受賞のことば 第48回【番組部門】テレビドキュメンタリー番組部門

最優秀賞

目撃!にっぽん
妹が生まれなかったかもしれない世界 ~出生前診断と向き合って~

(NHK名古屋放送局)

 NIPT(新型出生前検査)が、社会的な議論が十分にされずにビジネスとして広がる現状に違和感を抱き、取材を始めました。両親や、検査を受け決断を迫られた人たちの話は、言葉のひとつひとつが重く、賛否だけで語ることはできない現実を知りました。障害がわかった赤ちゃんの中絶を選んだ方の「自分の選択が、障害のある人たちが生きづらい世の中につながってほしくない」という言葉が印象に残っています。命の選択に繋がるこの技術を社会でどう使い、その先にどんな世界の形を描くのか考えていくことが必要だと感じました。普段、気軽には話しづらいテーマだと思うので、この番組が、家族やパートナー、友人との議論のきっかけになれば幸いです。
NHK 植村優香

優秀賞

ETV特集
「“玉砕”の島を生きて ~テニアン島 日本人移民の記録~」

(グループ現代、NHKエンタープライズ、NHK)

 1994年、初めてサイパンを訪れ、「玉砕」しなかった人たちに会って以来、旧南洋群島での暮らしや戦場の証言を記録することが、ずっと私のライフワークとしてありました。

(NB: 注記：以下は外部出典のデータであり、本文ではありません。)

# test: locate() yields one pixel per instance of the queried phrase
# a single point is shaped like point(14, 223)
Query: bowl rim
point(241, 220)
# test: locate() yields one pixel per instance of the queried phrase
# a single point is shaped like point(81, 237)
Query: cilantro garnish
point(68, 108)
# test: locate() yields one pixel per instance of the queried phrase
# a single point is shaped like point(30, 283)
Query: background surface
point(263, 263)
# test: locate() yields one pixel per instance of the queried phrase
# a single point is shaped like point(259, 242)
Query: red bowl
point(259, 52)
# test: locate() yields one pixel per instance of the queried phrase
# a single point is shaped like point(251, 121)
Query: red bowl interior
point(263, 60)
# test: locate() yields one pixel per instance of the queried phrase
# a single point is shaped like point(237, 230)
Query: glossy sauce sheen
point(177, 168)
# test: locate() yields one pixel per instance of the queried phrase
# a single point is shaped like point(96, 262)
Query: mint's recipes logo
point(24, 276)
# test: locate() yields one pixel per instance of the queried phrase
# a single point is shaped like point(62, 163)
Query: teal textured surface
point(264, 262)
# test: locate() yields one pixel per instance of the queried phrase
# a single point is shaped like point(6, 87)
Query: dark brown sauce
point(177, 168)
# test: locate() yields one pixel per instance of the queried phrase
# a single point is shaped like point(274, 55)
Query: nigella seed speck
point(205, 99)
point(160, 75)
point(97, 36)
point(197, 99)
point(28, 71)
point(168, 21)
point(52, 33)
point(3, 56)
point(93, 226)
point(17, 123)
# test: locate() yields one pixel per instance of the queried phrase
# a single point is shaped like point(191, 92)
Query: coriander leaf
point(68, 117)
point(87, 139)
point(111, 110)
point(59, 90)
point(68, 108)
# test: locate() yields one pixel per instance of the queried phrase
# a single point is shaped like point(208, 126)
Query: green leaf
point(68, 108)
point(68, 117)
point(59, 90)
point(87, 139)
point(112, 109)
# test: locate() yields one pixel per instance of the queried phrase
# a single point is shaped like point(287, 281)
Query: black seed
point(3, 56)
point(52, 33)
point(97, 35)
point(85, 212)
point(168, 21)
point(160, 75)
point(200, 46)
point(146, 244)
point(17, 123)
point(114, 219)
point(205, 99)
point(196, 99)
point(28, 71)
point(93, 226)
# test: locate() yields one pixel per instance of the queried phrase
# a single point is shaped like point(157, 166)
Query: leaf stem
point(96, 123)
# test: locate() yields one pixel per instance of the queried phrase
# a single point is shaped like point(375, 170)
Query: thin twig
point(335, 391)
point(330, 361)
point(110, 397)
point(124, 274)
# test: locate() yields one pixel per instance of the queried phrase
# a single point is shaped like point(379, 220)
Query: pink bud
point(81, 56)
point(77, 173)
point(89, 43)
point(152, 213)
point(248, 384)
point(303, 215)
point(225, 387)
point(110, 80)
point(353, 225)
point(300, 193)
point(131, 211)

2005年、NNNドキュメントでテニアン島の集団自決を描いた、『俺は母ちゃんを殺した』に続き、ようやく二作目を世に出すことが出来ました。
 沖縄戦の一年前にあった住民を巻き込んだ地上戦、集団自決の記憶はあまりに惨く、多くの人たちがずっと口をつぐんできました。それほどに悲惨な戦争に巻き込まれる民間人が、いまこの世界にいるということに、体験者の皆さんは本当に心を痛めています。つらい思いを抑えて語ってくださった方々の証言が、二度と戦争を起こさない、という現実の力となり、活かされていくことを切に望みます。
グループ現代 太田直子

奨励賞

瀬戸内海がゴミ箱になる日
(南海放送)

 プラスチックゴミは400年以上経っても分解されないと言われています。余りにも長く、自然に還るという想像もできないほどです。誰かが拾わなければ減る事はないのです。そんな途方もない海洋ゴミの現状に真っ向から立ち向かう岩田さん。ご覧になった方は、その活動をどのように捉え感じるでしょう。賛否両論はあると思いますが、それは当然のことで、活動が美談にされるのを岩田さんも望んでいません。岩田さんが望むことはただ一つ、「ゴミを後世に残してはいけない」。その言葉が取材中、印象に残りました。その言葉を胸に、瀬戸内海の実態を伝え、多くの人により関心を持ってもらえるよう、これからも取材を続けたいと思います。
RNB コーポレーション 山本貴洋

奨励賞

第30回FNSドキュメンタリー大賞
命の選択 ~ALSとの闘い~

(山陰中央テレビジョン放送)

 ALSという難病を患い、感染症への感染は死に直結しかねない状況にも関わらず取材に応じていただいた患者・家族の皆様への感謝の気持ちでいっぱいです。生と死を常に感じざるを得ない中で、コロナ禍の今をどう生きているのか?「家族と一緒にいたい」と生きる選択をしたにも関わらず、コロナ禍で生きる意味さえ奪われた状況をどう考えているのか? 声を出せない、動くことができない患者の思いをテレビはどう伝えられるのか・・・思いを巡らせながら取材しました。新型コロナ感染症のワクチンや治療薬は徐々に開発され、対処できつつある病気になってきています。こうした番組がALSを含む難病の治療薬の開発につながり「治る病気」になることを願います。
山陰中央テレビジョン放送 藤谷裕介

奨励賞

NHKスペシャル
原爆初動調査 隠された真実

(NHK広島放送局、NHK福岡放送局)

※贈呈式には 水嶋大悟さん(NHK)が出席されました。

 「なぜ、被爆地に残る放射線、残留放射線の存在は隠蔽されることになったのか?」「遠い昔の出来事が、今とどう繋がっているのか?」—ディレクターたちは、77年前の問題ではなく、「今の問題」として取材に向き合いました。調査に参加したアメリカ人医師の孫は「祖父は政府の“共犯者”だった」と語ったように、政治と科学との関係など、様々な事を考えさせられる事になりました。残留放射線の影響を訴えたのに、聞き入れられることなく亡くなった広島や長崎の人たち。貴重な証言をして頂いた西山地区の方々に感謝したいと思います。